Essa perda de características compromete a capacidade de frenagem e a estabilidade do veículo, especialmente em condições adversas como chuva. Ignorar a idade do pneu é um risco que nenhum motorista deveria correr, pois a deterioração da borracha acontece de dentro para fora, muitas vezes sem sinais visíveis de alerta.
Olho Vivo na Compra de Carros Usados
Adquirir um carro usado exige uma inspeção minuciosa, e os pneus não podem ser exceção. É fundamental verificar não apenas a presença de rasgos ou reparos comprometedores nas laterais externas e internas, mas também a data de fabricação de cada um deles. Um conjunto de pneus pode ter sido utilizado por apenas dois anos no veículo anterior, mas já ter sido fabricado há quatro anos ou mais.
Essa diferença é crucial. Um pneu com mais de 5 ou 6 anos de fabricação, mesmo que pouco rodado, já está em sua fase final de vida útil recomendada. A atenção a esses detalhes garante que você não compre um veículo que, à primeira vista, parece bem cuidado, mas esconde um risco potencial em seus componentes de contato com o solo.
O que sabemos
- Todo pneu tem data de fabricação gravada de forma legível.

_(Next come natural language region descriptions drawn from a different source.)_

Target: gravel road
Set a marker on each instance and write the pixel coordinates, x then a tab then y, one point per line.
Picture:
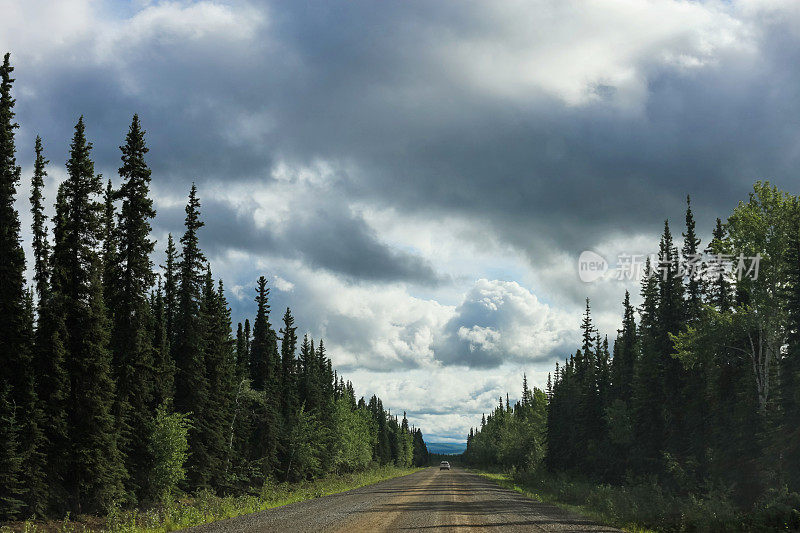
452	500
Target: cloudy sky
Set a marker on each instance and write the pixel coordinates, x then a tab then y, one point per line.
417	179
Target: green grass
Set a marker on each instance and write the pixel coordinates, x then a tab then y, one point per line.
205	507
508	481
648	507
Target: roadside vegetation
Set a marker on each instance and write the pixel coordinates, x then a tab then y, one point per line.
205	507
688	420
124	386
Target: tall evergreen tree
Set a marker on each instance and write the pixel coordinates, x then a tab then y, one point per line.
790	364
623	364
132	336
209	457
164	366
692	266
16	327
671	317
190	380
95	471
41	247
264	367
171	275
108	255
720	287
11	490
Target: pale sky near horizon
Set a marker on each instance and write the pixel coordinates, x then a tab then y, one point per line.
417	179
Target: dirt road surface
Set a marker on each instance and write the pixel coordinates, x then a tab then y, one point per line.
431	499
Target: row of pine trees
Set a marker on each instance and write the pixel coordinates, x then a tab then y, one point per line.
703	389
120	386
511	437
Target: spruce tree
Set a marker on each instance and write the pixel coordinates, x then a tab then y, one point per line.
622	366
190	380
720	287
647	404
288	379
11	490
52	380
263	373
209	453
132	336
789	392
691	247
16	321
163	365
41	247
94	472
671	317
171	292
262	369
108	255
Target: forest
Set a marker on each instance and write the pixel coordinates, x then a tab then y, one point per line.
124	384
698	395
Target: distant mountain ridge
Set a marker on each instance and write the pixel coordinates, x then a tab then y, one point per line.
446	447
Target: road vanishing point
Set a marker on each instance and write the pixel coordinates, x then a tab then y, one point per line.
441	501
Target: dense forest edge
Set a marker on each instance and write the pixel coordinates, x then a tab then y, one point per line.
125	387
693	423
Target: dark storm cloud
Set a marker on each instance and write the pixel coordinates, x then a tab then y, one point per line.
372	86
325	237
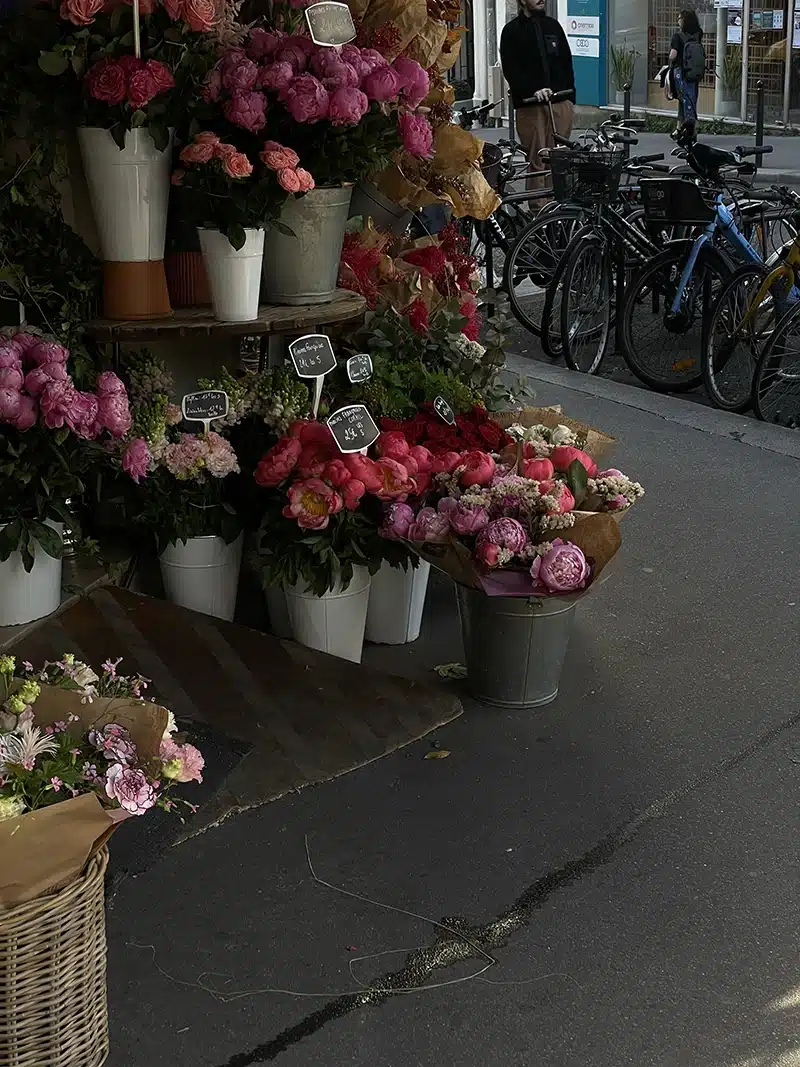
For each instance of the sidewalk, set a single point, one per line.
(628, 854)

- A validade é estampada na lateral, indicando ano e semana de produção.
- Um pneu não deve rodar se superar 10 anos de fabricação.
- O número 3315 na lateral indica fabricação na semana 33 de 2015.

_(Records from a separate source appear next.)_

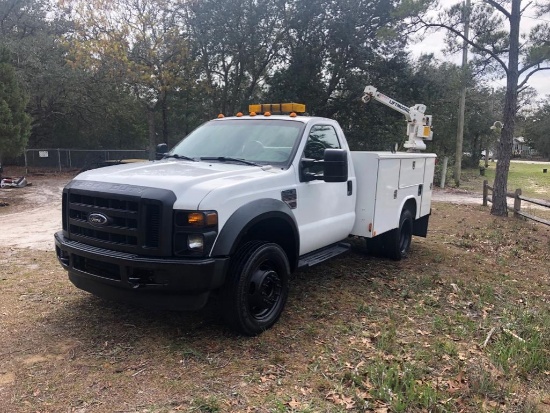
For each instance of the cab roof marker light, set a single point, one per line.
(277, 108)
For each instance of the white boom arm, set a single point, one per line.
(418, 124)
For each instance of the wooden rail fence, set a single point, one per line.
(517, 197)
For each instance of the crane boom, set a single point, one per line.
(418, 124)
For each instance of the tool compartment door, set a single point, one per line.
(387, 197)
(412, 172)
(426, 204)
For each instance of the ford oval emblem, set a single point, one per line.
(98, 220)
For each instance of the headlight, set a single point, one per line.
(194, 232)
(195, 242)
(196, 219)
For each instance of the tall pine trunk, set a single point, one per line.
(509, 116)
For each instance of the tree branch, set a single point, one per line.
(498, 7)
(469, 42)
(524, 82)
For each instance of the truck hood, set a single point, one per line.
(190, 181)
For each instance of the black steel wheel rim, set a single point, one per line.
(264, 292)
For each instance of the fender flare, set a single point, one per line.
(248, 215)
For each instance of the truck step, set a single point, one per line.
(323, 254)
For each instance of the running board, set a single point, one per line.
(323, 254)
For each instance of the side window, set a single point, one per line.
(320, 137)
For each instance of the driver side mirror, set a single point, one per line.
(335, 164)
(162, 149)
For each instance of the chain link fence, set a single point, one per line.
(82, 159)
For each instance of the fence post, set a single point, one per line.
(517, 203)
(444, 172)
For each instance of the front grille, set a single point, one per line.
(115, 218)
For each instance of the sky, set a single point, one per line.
(434, 43)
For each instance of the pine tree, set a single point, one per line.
(15, 123)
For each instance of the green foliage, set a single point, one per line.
(14, 121)
(537, 130)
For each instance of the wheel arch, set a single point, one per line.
(410, 204)
(264, 220)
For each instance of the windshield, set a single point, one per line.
(259, 141)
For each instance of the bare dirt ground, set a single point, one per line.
(33, 213)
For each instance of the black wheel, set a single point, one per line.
(257, 287)
(397, 242)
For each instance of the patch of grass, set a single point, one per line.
(529, 177)
(208, 404)
(401, 387)
(523, 345)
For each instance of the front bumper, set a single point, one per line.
(168, 283)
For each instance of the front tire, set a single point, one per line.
(257, 287)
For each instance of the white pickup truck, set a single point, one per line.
(233, 209)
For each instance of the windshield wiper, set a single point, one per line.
(228, 159)
(176, 156)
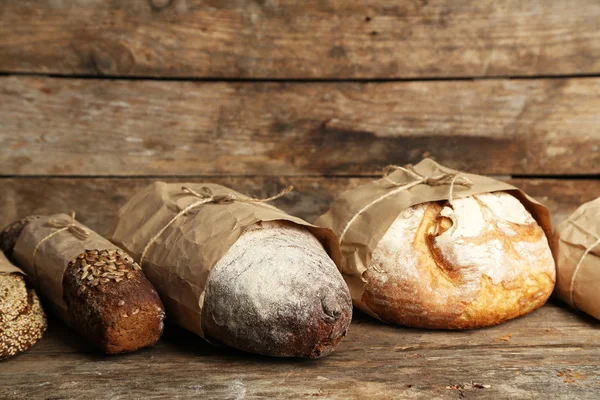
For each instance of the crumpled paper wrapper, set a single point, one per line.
(6, 267)
(179, 260)
(578, 286)
(369, 227)
(53, 256)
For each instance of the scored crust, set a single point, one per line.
(477, 263)
(22, 319)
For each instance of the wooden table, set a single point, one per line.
(100, 97)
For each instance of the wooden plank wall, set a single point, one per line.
(100, 97)
(109, 95)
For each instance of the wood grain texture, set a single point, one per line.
(551, 353)
(289, 39)
(97, 200)
(135, 128)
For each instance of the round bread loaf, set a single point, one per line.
(479, 262)
(276, 292)
(22, 319)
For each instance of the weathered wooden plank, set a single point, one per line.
(97, 200)
(290, 39)
(375, 361)
(97, 127)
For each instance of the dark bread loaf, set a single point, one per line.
(108, 299)
(277, 292)
(22, 319)
(111, 302)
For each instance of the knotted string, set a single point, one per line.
(572, 287)
(451, 179)
(206, 196)
(61, 226)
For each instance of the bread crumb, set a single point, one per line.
(505, 338)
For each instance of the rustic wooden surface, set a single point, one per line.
(101, 97)
(97, 200)
(552, 353)
(333, 39)
(100, 127)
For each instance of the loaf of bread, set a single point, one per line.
(22, 319)
(277, 292)
(432, 247)
(95, 287)
(479, 262)
(237, 271)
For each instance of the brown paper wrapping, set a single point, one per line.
(53, 256)
(367, 229)
(179, 260)
(572, 238)
(6, 267)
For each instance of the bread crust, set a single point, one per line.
(22, 319)
(118, 310)
(428, 273)
(276, 292)
(121, 312)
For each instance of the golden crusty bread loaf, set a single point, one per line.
(479, 262)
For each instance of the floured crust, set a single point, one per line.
(481, 262)
(277, 292)
(110, 302)
(22, 319)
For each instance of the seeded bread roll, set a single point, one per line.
(479, 262)
(22, 319)
(277, 292)
(109, 300)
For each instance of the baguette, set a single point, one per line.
(104, 295)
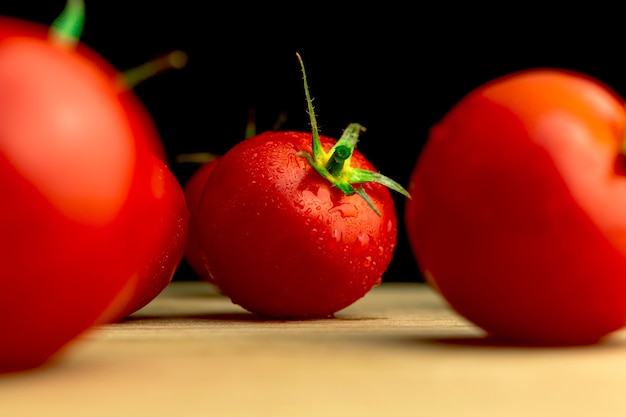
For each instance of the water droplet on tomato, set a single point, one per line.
(364, 239)
(346, 210)
(336, 237)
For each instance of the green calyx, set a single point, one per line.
(67, 28)
(334, 165)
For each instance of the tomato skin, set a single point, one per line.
(518, 211)
(165, 210)
(141, 122)
(281, 241)
(193, 193)
(84, 195)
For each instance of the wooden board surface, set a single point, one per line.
(400, 351)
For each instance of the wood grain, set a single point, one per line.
(399, 351)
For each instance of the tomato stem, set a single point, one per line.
(334, 166)
(130, 78)
(67, 28)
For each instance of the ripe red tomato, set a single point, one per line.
(284, 233)
(518, 214)
(193, 189)
(84, 217)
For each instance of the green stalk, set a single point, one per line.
(67, 28)
(335, 164)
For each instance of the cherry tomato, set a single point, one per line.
(285, 234)
(83, 218)
(518, 215)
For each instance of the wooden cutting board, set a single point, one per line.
(399, 351)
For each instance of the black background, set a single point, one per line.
(395, 69)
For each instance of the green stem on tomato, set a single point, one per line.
(129, 79)
(335, 164)
(67, 28)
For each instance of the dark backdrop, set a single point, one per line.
(394, 69)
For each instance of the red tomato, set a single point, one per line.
(84, 217)
(518, 214)
(193, 193)
(283, 231)
(281, 241)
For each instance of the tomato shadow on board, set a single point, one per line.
(234, 317)
(485, 341)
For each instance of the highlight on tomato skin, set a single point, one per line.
(91, 207)
(518, 215)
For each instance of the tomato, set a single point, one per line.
(518, 215)
(284, 233)
(193, 193)
(89, 210)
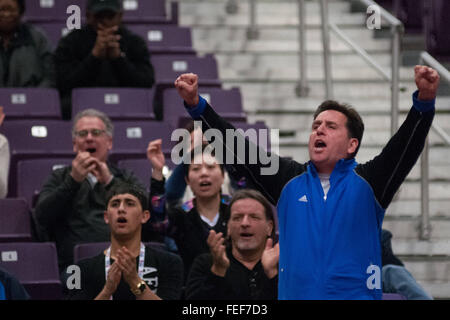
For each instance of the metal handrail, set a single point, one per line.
(302, 89)
(394, 78)
(425, 226)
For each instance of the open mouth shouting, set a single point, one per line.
(204, 185)
(319, 145)
(121, 221)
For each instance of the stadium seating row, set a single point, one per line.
(35, 265)
(44, 103)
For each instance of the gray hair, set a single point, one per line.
(93, 113)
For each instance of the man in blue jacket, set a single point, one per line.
(331, 209)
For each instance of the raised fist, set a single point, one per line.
(427, 81)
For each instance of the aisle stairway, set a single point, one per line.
(266, 71)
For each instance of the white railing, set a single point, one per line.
(397, 30)
(425, 226)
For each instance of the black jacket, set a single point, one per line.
(239, 282)
(72, 212)
(185, 224)
(163, 273)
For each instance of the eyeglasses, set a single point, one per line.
(93, 132)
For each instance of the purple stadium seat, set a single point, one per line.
(131, 138)
(135, 11)
(35, 265)
(53, 30)
(44, 10)
(30, 103)
(144, 11)
(227, 103)
(31, 139)
(393, 296)
(87, 250)
(30, 181)
(15, 221)
(117, 103)
(165, 38)
(436, 28)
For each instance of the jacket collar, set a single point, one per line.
(342, 166)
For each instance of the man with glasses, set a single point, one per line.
(72, 201)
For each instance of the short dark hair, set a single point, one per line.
(192, 156)
(257, 196)
(130, 188)
(355, 125)
(21, 4)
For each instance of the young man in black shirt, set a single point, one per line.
(247, 267)
(128, 269)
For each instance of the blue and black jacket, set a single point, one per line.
(330, 248)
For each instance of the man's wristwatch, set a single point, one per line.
(139, 288)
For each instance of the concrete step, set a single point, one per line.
(242, 60)
(284, 72)
(439, 290)
(294, 105)
(424, 249)
(411, 209)
(232, 33)
(345, 91)
(408, 228)
(314, 44)
(274, 13)
(302, 122)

- Ao comprar um carro usado, é vital verificar rasgos/reparos e a data de fabricação dos pneus.
- Um conjunto de pneus pode ter rodado dois anos, mas ter sido fabricado há quatro anos.
- O prazo de duração normal de um pneu é de cinco a seis anos.
- Os quatro dígitos na banda lateral indicam semana (primeiros dois) e ano (últimos dois).
- 1822 indica semana 18 de 2022.
O que ainda não foi confirmado
- Repercussão ou impacto específico da informação sobre a data de fabricação de pneus.
- Opinião do site AutoPapo sobre a compra de pneus usados além dos fatos técnicos.
- Detalhes sobre o desafio “Pneu não tem validade? Lanço um desafio”.
A atenção à data de fabricação do pneu é um ato de responsabilidade e inteligência por parte do motorista. Não é apenas uma questão de manutenção, mas de segurança ativa. Conhecer e respeitar os limites de vida útil dos pneus é fundamental para garantir a performance adequada do veículo e, acima de tudo, a integridade de todos a bordo. Manter essa vigilância é um dos pilares para uma condução segura nas estradas brasileiras.